How to quit/avoid antidepressants or be sure you’re using them appropriately
- Think you’re depressed? If you feel depressed or chronically anxious, consider a psychologist first. Ask your primary care doctor for a referral. A psychologist will be more skilled in diagnosing depression and/or anxiety than your primary, more willing to spend time with you, and less prone to write you a prescription. At WholeHealth Chicago, psychologists Meghan Roekle and Janet Chandler rarely ask one of our MDs to write a patient prescription.
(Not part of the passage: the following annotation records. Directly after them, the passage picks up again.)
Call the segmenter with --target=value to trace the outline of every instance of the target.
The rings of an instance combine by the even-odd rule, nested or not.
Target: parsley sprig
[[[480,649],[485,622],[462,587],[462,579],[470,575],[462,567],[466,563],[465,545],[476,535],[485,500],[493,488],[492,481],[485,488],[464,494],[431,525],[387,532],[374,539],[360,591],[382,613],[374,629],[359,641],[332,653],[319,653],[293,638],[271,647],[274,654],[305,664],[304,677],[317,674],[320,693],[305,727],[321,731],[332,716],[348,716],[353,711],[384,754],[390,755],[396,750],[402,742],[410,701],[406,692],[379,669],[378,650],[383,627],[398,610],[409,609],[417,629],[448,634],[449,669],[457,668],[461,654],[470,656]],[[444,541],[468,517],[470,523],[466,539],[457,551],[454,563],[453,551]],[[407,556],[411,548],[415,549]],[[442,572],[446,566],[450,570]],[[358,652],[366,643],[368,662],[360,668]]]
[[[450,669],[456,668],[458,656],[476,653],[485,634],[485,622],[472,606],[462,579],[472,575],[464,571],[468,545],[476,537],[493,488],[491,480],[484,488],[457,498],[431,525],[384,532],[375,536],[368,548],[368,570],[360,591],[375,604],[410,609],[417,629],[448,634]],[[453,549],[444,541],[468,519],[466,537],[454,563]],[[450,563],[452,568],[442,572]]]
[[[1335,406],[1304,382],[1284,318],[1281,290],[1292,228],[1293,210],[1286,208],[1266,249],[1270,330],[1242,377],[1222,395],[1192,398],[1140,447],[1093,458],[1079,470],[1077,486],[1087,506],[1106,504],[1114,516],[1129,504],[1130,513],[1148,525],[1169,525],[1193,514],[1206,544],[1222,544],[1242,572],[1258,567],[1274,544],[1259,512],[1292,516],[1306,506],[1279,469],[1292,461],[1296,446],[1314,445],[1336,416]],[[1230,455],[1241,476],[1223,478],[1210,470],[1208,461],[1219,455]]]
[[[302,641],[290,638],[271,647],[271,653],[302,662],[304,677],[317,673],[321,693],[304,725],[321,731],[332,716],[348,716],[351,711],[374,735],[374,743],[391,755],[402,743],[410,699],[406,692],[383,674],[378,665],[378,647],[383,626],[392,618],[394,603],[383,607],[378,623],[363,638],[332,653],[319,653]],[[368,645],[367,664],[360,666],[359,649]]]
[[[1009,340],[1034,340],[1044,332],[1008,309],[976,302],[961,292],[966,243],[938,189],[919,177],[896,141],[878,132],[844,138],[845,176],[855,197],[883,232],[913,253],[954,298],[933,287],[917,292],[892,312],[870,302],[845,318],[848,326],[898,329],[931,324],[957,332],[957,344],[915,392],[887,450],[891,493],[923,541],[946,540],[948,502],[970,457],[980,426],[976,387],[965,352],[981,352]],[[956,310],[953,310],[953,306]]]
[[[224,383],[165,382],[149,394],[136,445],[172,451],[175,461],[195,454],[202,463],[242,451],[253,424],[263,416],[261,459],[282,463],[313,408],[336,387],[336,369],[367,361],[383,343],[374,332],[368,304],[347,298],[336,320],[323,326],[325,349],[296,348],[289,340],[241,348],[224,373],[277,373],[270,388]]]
Our integratively trained psychiatrist, Marisa Serrato, MD, likewise only rarely turns to medications for her patients.
- Self-education is important Click here for the official diagnostic criteria for a major depressive disorder (MDD), the diagnosis for which the FDA approves an antidepressant. Five symptoms in a two-week period are needed for the diagnosis.
- Mild relief If a physician or psychologist suggests you take a mild antidepressant, consider St. John’s wort (450 mg twice daily). The effect is roughly the same as taking half a 50-mg Zoloft or half a 20-mg Prozac, but with virtually no side effects. The effect of St. John’s wort can be enhanced with a product called L-methylfolate, which is derived from the B vitamin folic acid. It’s a vitamin that requires a prescription, but has no reported side effects. L-methylfolate works by improving the efficiency of your own serotonin manufacturing system.
- Want to quit? If you’re currently taking antidepressants and wish to stop using them, spend a little time reflecting on why you started on them initially. Are you a chronically depressed or anxious person? If so, maybe you’re in the 20% to 30% of people who do need to take them. Or, when you were prescribed the antidepressant, were you simply going through a particularly rough patch and things have turned around nicely? Also ask yourself if any improvement from the antidepressant has been worth the drug’s side effects. Is it possible you were prescribed antidepressant too hastily?
- Share your intentions If you’re uncertain about making this decision, set up an appointment with a psychologist to discuss your goals. She might give you the tools and confidence you need to tackle your life on your own, without the pharmaceutical industry.
- Taper slowly If you’ve decided you want to go off your antidepressant, that’s admirable and almost–but not quite–OK. Patients stop their antidepressants on their own every day, but I really wish they wouldn’t. Your brain has grown accustomed to your new serotonin and norepinephrine levels. If you suddenly yank the carpet out from under your neurotransmitter support, you might feel pretty crappy (depressed, anxious, not sleeping, headache-y). These are all euphemistically called “drug discontinuation syndrome” as opposed to the more blunt “drug withdrawal,” which is what’s actually happening. The best choice is a slow taper: ask your physician for pills of varying strengths and reduce by about 50% a week until you’re down to none.
Antidepressants and antibiotics. Odds are you don’t need them, or didn’t need them in the first place. And for most of you on antidepressants, good news, you can get off them.